Awesome thanks for the tip, my 4th setting doesnt work but soon it will!


----------



## ricerboy17 (Sep 30, 2004)

Redlyne_mr2 said:


> Awesome thanks for the tip, my 4th setting doesnt work but soon it will!


i hope you mean it only works on 4? because if it doesnt then you have a diff problem lol.


----------



## Redlyne_mr2 (Jan 5, 2005)

ricerboy17 said:


> i hope you mean it only works on 4? because if it doesnt then you have a diff problem lol.


Dammit I read it wrong. My 4th setting does not work. Any idea what might cause that?


----------



## 94econobox (Dec 1, 2004)

Do any other settings work? Setting four is straight to the blower motor, no dropping resistors. Check the fuse first if none of the settings work.


----------



## Redlyne_mr2 (Jan 5, 2005)

94econobox said:


> Do any other settings work? Setting four is straight to the blower motor, no dropping resistors. Check the fuse first if none of the settings work.


Yeah all the other settings work. Good it be a switch issue?


----------



## 94econobox (Dec 1, 2004)

That's interesting. There is one wire from the fan switch which goes directly to the blower motor and circumvents the resistor. If all your other settings work, that means this wire is broken somewhere. Check its connection from the fan switch to the motor using a multimeter. If you can't locate the break, you could install a new wire from the switch (position 4) to the motor and then tuck it up into the dash, nice and neat. PM me if you have any more specific questions.


----------



## sno (Oct 4, 2002)

Redlyne_mr2 said:


> Yeah all the other settings work. Good it be a switch issue?


most likely something wrong with the switch. 

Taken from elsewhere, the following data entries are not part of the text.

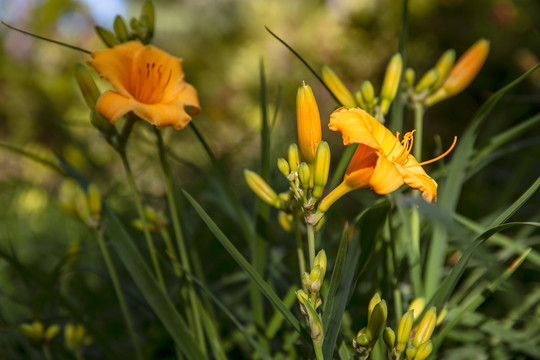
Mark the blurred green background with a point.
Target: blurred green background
(223, 43)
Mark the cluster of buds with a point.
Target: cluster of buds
(310, 302)
(155, 220)
(88, 206)
(412, 340)
(76, 338)
(37, 332)
(306, 167)
(445, 79)
(365, 97)
(367, 337)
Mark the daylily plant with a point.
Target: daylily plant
(148, 82)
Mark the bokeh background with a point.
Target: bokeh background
(223, 44)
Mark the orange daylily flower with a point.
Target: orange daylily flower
(382, 161)
(148, 81)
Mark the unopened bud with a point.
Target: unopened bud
(87, 85)
(337, 87)
(308, 123)
(304, 174)
(404, 331)
(427, 81)
(322, 167)
(424, 351)
(261, 188)
(391, 82)
(389, 337)
(120, 29)
(283, 167)
(425, 328)
(463, 73)
(108, 38)
(294, 157)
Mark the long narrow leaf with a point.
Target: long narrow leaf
(147, 284)
(248, 268)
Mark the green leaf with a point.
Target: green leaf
(356, 253)
(148, 285)
(265, 288)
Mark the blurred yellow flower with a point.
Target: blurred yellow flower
(382, 161)
(148, 81)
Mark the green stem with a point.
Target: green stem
(311, 244)
(175, 219)
(300, 251)
(119, 293)
(138, 204)
(317, 345)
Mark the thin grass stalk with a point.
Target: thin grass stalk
(197, 323)
(146, 230)
(119, 293)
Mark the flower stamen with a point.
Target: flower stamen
(438, 157)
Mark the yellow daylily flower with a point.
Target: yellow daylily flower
(382, 161)
(148, 81)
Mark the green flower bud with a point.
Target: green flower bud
(261, 189)
(424, 350)
(410, 76)
(108, 38)
(322, 166)
(389, 337)
(410, 352)
(120, 29)
(337, 87)
(427, 81)
(283, 167)
(304, 174)
(376, 322)
(426, 327)
(404, 331)
(391, 82)
(294, 157)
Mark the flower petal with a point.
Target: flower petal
(386, 177)
(113, 106)
(161, 115)
(355, 125)
(114, 65)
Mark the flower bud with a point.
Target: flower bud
(410, 352)
(417, 305)
(108, 38)
(322, 166)
(425, 328)
(410, 77)
(404, 331)
(391, 82)
(321, 261)
(87, 85)
(294, 157)
(337, 87)
(261, 189)
(376, 321)
(424, 350)
(443, 66)
(463, 73)
(374, 301)
(427, 81)
(389, 337)
(304, 174)
(283, 167)
(94, 202)
(120, 29)
(308, 123)
(368, 94)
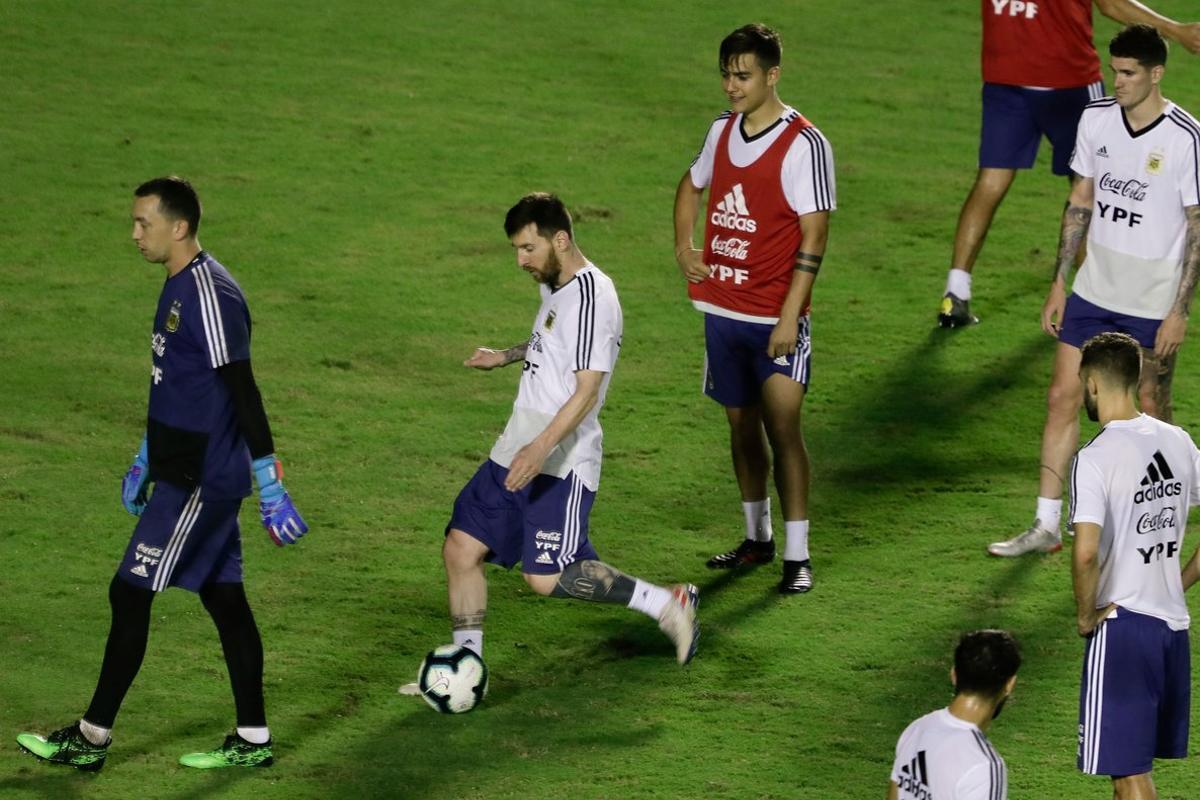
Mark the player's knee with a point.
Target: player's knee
(544, 584)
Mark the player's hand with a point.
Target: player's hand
(136, 482)
(783, 337)
(1053, 308)
(526, 465)
(280, 516)
(691, 264)
(1189, 36)
(1170, 335)
(485, 359)
(1091, 620)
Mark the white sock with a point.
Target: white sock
(472, 639)
(649, 599)
(94, 733)
(255, 735)
(797, 548)
(958, 283)
(757, 515)
(1049, 512)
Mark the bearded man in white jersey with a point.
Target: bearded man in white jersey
(529, 501)
(1131, 489)
(946, 755)
(1138, 203)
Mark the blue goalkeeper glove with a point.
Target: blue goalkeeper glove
(280, 516)
(136, 482)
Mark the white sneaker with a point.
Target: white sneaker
(678, 620)
(1035, 540)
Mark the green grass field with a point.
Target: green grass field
(355, 161)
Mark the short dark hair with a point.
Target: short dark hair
(1140, 42)
(177, 199)
(984, 661)
(755, 38)
(540, 209)
(1116, 355)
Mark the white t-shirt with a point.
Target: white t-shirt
(807, 174)
(1143, 182)
(941, 757)
(1137, 480)
(579, 326)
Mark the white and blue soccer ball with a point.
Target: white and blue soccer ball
(453, 679)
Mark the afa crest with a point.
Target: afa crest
(1155, 163)
(173, 317)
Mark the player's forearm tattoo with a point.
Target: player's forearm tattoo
(1075, 221)
(468, 621)
(1191, 263)
(515, 353)
(808, 263)
(594, 581)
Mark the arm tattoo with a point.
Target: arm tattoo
(591, 579)
(1191, 263)
(515, 353)
(468, 621)
(1075, 221)
(808, 263)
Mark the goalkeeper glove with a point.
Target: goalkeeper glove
(136, 482)
(280, 516)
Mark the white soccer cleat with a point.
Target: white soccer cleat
(678, 620)
(1035, 540)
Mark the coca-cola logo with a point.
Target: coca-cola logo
(1161, 521)
(1127, 187)
(732, 247)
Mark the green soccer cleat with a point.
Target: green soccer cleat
(234, 752)
(66, 746)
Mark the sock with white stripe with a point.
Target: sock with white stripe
(649, 599)
(958, 283)
(1050, 512)
(471, 638)
(256, 734)
(124, 651)
(797, 547)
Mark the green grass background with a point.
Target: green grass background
(355, 161)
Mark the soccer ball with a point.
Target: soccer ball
(453, 679)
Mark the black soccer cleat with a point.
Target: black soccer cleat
(797, 577)
(955, 313)
(748, 553)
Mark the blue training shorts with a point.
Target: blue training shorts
(1081, 320)
(183, 540)
(1134, 697)
(544, 525)
(737, 365)
(1014, 120)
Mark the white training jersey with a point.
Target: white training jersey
(1143, 182)
(941, 757)
(577, 328)
(1137, 480)
(807, 174)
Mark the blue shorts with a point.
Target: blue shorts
(1134, 697)
(737, 365)
(1081, 320)
(185, 541)
(1014, 119)
(544, 527)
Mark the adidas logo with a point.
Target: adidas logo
(915, 779)
(732, 212)
(1158, 482)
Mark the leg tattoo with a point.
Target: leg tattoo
(597, 581)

as for this thread: i think this is the most helpfull type-r ever. excellent picture. :thumbup:


----------



## 94econobox (Dec 1, 2004)

True, it could be a failed contact in the switch, but check the wire too. Wire is much cheaper to replace!


----------



## Redlyne_mr2 (Jan 5, 2005)

Thanks 94econobox and sno. Ill pull the switch out then see if the wire has any breaks in it. Lol btw sno nice user title


----------